His work has been cited frequently in UFO literature focused on institutional cover-ups. Authors such as Robert Hastings, whose own book UFOs and Nukes details military encounters at nuclear sites, have called The Missing Times essential reading. Hastings notes that Hansen’s analysis explains how information about UFO incursions over missile silos has been kept from the public. In a 2014 tribute, Hastings praised the book’s clarity, journalistic integrity, and heavy documentation, recommending it as a “must-read” for anyone seeking to understand media involvement in the UFO cover-up.

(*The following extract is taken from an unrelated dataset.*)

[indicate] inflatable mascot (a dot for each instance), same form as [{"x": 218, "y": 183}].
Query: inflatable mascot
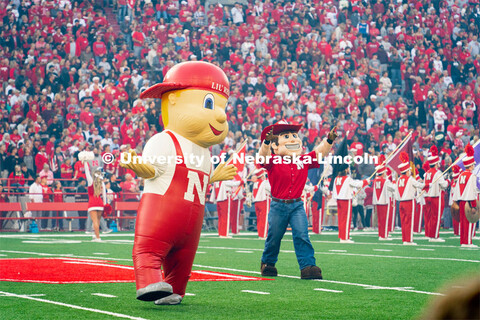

Even today, Hansen’s framework remains relevant. With renewed congressional interest in UAP and occasional Pentagon acknowledgments of unexplained aerial phenomena, the same patterns of cautious national coverage versus more open local or independent reporting persist. His emphasis on media-intelligence ties continues to inform discussions about transparency in an era of classified programs and rapid information flow.
References
Hansen, Terry. The Missing Times: News Media Complicity in the UFO Cover-Up. Xlibris, 2001 (originally 2000). Available in print and e-book editions.
Author biography and book details from Xlibris publisher page.
Obituary and family statements reported by The UFO Chronicles, June 2014.
Tribute by Robert Hastings, The UFO Chronicles, June 29, 2014.
Goodreads reader reviews and ratings for The Missing Times (average 4.16/5).
Additional context from Hansen’s public appearances, including Coast to Coast AM discussions and UFO Crash Con presentations.